De P2- en P3-berekeningen gaan ervan uit dat de structuur bekend is als een zuivere enantiomeer of een 50/50-racemaat of een zuivere enantiomeer. Als de berekeningen van y en G aantonen dat deze aanname waarschijnlijk onjuist is, zal PLATON weigeren om de P2- en P3-waarden te berekenen. Als u dus "n/a" krijgt, hebt u waarschijnlijk te maken met een inversie-tweeling met een verhouding die verschilt van 1:1.
Kan ik de absolute structuur bepalen als er geen zuurstofatoom aanwezig is?
Sommige mensen hebben significante resultaten behaald, zelfs voor structuren die geen atomen bevatten die zwaarder zijn dan koolstof of stikstof. Dit werkt alleen als u heel voorzichtig bent en CuKa-straling gebruikt. De anomale diffractiecoëfficiënt voor koolstof bij CuKa-straling is zelfs groter dan voor zuurstof bij MoKa-straling. Beide vereisen de hoogste zorg tijdens alle fasen van de structuurbepaling: een heel goed kristal, een heel schone montering, een hoge meetmultipliciteit en heel zorgvuldige datareductie en -verfijning.
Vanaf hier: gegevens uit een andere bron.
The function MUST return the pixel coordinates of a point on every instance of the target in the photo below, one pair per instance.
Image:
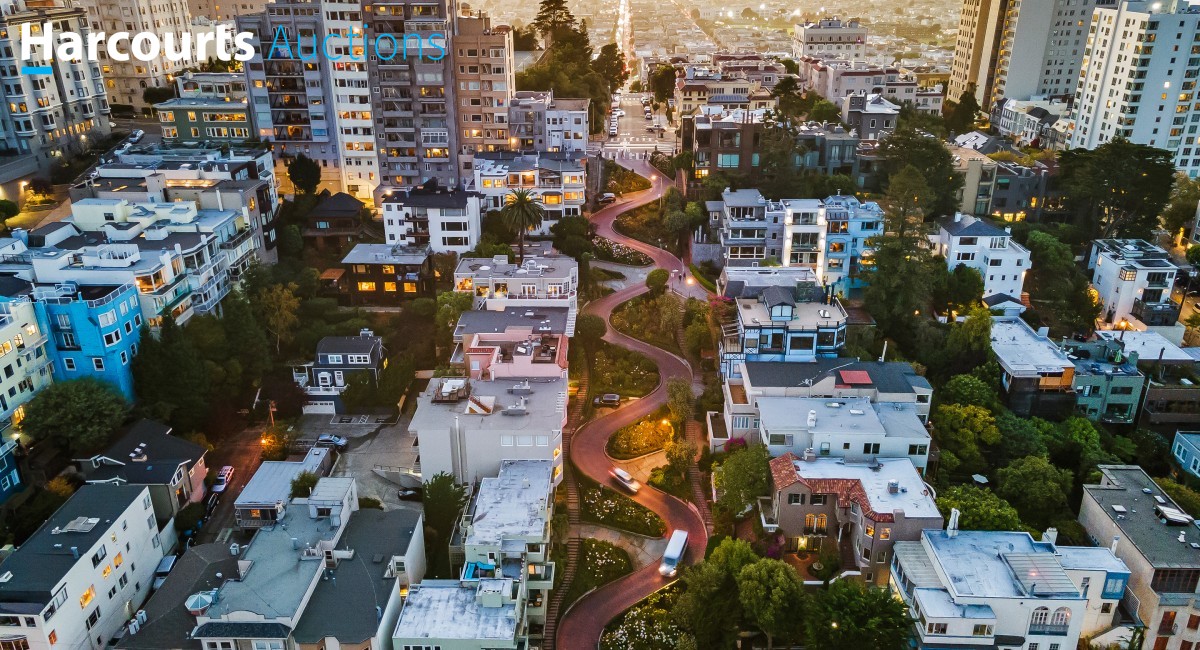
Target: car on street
(625, 480)
(330, 440)
(610, 399)
(409, 494)
(225, 475)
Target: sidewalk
(642, 551)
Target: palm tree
(522, 212)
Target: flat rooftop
(840, 416)
(1023, 351)
(346, 608)
(277, 579)
(445, 609)
(1151, 347)
(1128, 495)
(557, 266)
(865, 483)
(545, 407)
(273, 481)
(511, 505)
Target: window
(87, 597)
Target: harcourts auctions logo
(145, 46)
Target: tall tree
(1119, 188)
(522, 212)
(773, 597)
(276, 306)
(305, 174)
(850, 615)
(79, 414)
(979, 509)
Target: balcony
(1050, 630)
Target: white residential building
(78, 579)
(502, 546)
(979, 589)
(1137, 84)
(1134, 281)
(466, 427)
(556, 179)
(448, 221)
(970, 241)
(538, 121)
(829, 36)
(550, 281)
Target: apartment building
(1042, 49)
(502, 545)
(829, 36)
(238, 180)
(871, 115)
(27, 357)
(414, 101)
(78, 579)
(828, 235)
(49, 114)
(210, 107)
(1037, 375)
(288, 95)
(538, 121)
(840, 408)
(981, 32)
(467, 427)
(862, 509)
(726, 142)
(1133, 280)
(999, 589)
(976, 244)
(385, 274)
(445, 221)
(1132, 76)
(556, 179)
(549, 281)
(340, 361)
(783, 314)
(173, 469)
(126, 80)
(1153, 536)
(486, 76)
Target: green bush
(605, 506)
(641, 438)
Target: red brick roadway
(580, 629)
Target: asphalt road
(580, 629)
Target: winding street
(581, 626)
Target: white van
(676, 547)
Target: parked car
(606, 399)
(330, 440)
(225, 475)
(625, 480)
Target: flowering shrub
(605, 506)
(619, 253)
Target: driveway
(580, 629)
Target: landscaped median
(606, 506)
(600, 563)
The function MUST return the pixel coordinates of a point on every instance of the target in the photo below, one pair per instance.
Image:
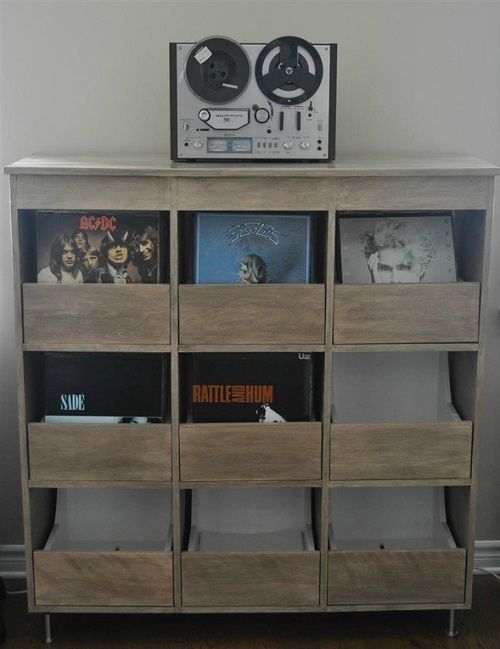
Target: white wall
(415, 78)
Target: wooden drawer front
(290, 451)
(103, 578)
(396, 577)
(397, 451)
(58, 192)
(127, 452)
(406, 313)
(245, 579)
(97, 314)
(282, 313)
(413, 193)
(254, 194)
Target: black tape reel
(217, 70)
(289, 70)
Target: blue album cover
(243, 248)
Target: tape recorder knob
(261, 115)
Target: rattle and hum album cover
(256, 248)
(389, 247)
(257, 387)
(101, 247)
(105, 385)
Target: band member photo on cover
(84, 247)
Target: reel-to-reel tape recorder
(273, 102)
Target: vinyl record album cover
(392, 248)
(106, 385)
(103, 247)
(233, 248)
(258, 387)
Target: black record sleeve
(115, 385)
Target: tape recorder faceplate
(253, 101)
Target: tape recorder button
(262, 115)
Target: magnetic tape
(269, 102)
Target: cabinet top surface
(161, 165)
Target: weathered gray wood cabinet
(327, 319)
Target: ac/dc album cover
(103, 247)
(390, 248)
(258, 387)
(131, 386)
(233, 248)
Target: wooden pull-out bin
(406, 313)
(399, 451)
(96, 314)
(396, 577)
(236, 579)
(246, 451)
(128, 452)
(264, 313)
(103, 578)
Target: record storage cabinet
(327, 319)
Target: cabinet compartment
(406, 313)
(398, 408)
(107, 548)
(250, 547)
(87, 452)
(396, 577)
(98, 314)
(103, 578)
(401, 451)
(392, 546)
(242, 579)
(425, 309)
(290, 451)
(265, 313)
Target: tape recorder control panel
(253, 101)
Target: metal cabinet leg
(48, 634)
(452, 631)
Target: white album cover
(386, 249)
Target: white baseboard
(487, 557)
(13, 563)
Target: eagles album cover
(258, 387)
(233, 248)
(101, 247)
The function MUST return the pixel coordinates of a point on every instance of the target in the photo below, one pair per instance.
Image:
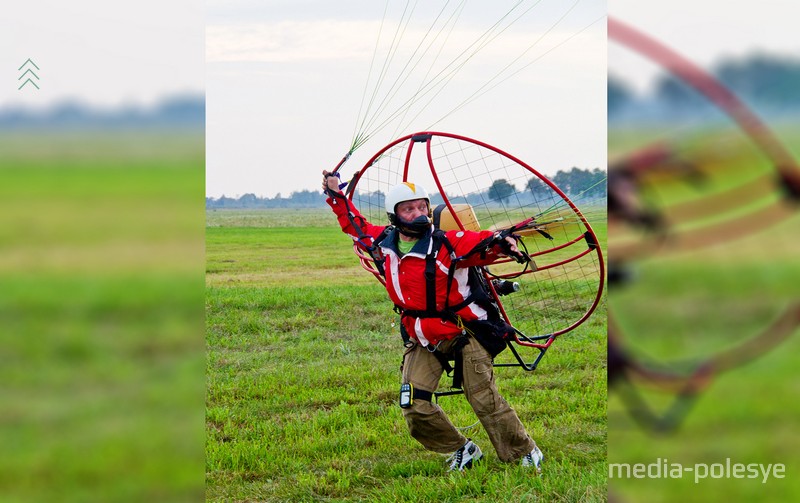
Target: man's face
(409, 210)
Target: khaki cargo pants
(427, 421)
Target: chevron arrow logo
(29, 72)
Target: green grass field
(101, 356)
(303, 378)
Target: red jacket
(405, 276)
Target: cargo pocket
(481, 393)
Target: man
(441, 319)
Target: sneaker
(534, 459)
(465, 456)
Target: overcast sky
(285, 81)
(704, 31)
(105, 54)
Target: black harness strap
(363, 238)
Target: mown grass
(303, 377)
(101, 303)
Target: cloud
(288, 41)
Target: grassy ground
(303, 378)
(690, 306)
(101, 302)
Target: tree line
(575, 181)
(771, 83)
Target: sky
(704, 31)
(103, 54)
(285, 81)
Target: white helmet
(405, 191)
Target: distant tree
(501, 190)
(538, 188)
(768, 79)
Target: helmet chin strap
(416, 228)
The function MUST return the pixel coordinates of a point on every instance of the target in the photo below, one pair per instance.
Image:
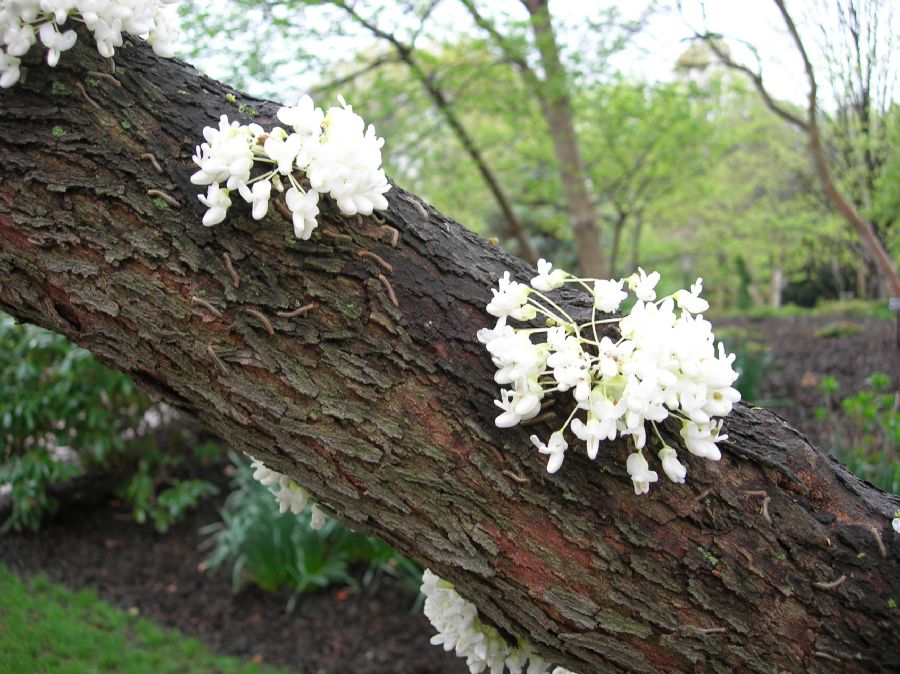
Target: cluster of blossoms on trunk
(23, 22)
(459, 629)
(335, 151)
(660, 361)
(290, 495)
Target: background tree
(379, 401)
(811, 124)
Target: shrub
(838, 329)
(864, 429)
(62, 413)
(280, 551)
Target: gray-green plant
(281, 551)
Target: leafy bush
(751, 358)
(280, 551)
(865, 429)
(62, 413)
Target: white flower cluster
(459, 628)
(22, 22)
(663, 364)
(290, 495)
(338, 153)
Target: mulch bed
(340, 632)
(335, 631)
(798, 360)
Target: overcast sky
(655, 50)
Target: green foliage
(62, 413)
(848, 308)
(838, 329)
(865, 429)
(47, 628)
(752, 358)
(280, 551)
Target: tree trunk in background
(774, 559)
(557, 108)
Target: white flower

Is het niet beter om een methode te gebruiken die de absolute structuur berekent tijdens de normale verfijning?
Nee, blijkbaar niet. Er zijn vermoedens dat de absolute structuurparameter significant gecorreleerd kan zijn met andere structurele parameters. Als dat echt het geval zou zijn, zou een volledige matrixverfijning die de absolute structuurparameter omvat veel beter zijn. We hebben echter sinds onze eerste ervaring met deze methode het gevoel dat deze correlatie niet zichtbaar is wanneer een volledige dataset, inclusief Friedel-paren, wordt gebruikt in een verfijning. Dit is bevestigd door Simon Parsons et. al. in hun paper uit 2013 (Acta Cryst. B69, 249-259), waarin ze geen verschillen zien tussen onze methode (met behulp van Gaussische foutverdelingen, het origineel uit 2008) en hun eigen volledige matrixverfijningen op basis van Friedel-quotiënten of -verschillen.